Sean Singletary, founder of Travori Agency, a Philadelphia-based sports marketing company focused on sponsorships, experiences, and storytelling, shaped the vision behind Frame Philly as a way to connect sports, film, and community during a major cultural moment for the city.
“Sports has always been one of the purest reflections of a city’s soul, culture, and identity, but many of the creatives and stories shaping that culture don’t always get seen or celebrated at the same level. Frame Philly felt like an opportunity to help shift that narrative and give filmmakers space to tell stories that feel authentic to the city and the people in it.”
Frame Philly is co-organized with Big Picture Alliance, a Philadelphia nonprofit whose mission is empowering young creatives from script to screen. Executive director Aleks Martray describes the collaboration: “To make it as a creative, you need mentorship, you need creative community, and you need access to tools and resources — and this partnership with Frame Philly and with Autodesk is really all of those three things together.”

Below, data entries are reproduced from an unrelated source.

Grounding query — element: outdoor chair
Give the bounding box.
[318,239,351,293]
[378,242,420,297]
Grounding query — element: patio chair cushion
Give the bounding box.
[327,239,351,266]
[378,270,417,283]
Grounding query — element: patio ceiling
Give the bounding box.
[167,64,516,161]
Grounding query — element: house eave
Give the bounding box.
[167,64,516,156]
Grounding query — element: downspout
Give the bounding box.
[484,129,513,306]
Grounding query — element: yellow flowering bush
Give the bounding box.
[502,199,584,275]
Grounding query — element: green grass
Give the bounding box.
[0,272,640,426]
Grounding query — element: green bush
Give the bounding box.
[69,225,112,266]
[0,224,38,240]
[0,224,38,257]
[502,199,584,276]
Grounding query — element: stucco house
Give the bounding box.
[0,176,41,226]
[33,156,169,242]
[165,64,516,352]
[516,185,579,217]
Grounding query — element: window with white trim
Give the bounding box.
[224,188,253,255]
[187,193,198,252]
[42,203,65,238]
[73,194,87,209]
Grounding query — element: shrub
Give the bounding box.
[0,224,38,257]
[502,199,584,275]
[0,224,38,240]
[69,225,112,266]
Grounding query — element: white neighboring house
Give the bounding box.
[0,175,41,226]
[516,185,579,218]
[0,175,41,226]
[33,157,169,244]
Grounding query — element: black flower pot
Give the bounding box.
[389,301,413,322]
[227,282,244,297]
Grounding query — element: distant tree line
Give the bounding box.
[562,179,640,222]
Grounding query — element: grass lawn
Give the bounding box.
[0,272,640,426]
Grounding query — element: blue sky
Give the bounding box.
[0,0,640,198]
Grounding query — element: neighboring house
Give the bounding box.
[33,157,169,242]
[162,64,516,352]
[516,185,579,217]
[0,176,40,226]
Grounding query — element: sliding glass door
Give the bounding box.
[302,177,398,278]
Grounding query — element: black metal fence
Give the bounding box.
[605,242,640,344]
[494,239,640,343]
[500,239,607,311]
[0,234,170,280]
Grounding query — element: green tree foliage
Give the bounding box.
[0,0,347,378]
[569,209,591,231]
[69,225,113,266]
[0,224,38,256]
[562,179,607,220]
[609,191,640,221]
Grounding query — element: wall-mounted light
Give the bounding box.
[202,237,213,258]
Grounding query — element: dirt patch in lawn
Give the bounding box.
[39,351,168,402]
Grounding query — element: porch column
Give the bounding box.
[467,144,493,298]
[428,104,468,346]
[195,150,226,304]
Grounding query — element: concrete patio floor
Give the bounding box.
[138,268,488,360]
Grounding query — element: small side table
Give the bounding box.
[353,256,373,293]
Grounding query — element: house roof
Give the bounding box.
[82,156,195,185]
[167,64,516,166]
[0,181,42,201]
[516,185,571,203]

Production support is provided by Maestro Filmworks, whose supervisors manage logistics, contracts, permits, and crew throughout the shoot. The final screening is scheduled for November 2026 in Philadelphia.
This Is Just the Beginning

Frame Philly is a pilot program, specific to Philadelphia — the right city, at the right moment. But the ambition behind it extends further.
“Every city has stories that haven’t made it to screen yet,” said Frank. “Philadelphia is where we’re starting, but the idea that professional-grade tools and mentorship can unlock a new generation of filmmakers — that applies everywhere. We’re excited to see where this goes.”
The final screening is scheduled for November 20, 2026, in Philadelphia. Details on the venue and public attendance will be announced closer to the date.
Frame Philly is a collaboration between Autodesk, Travori Agency, Big Picture Alliance, and Maestro Filmworks.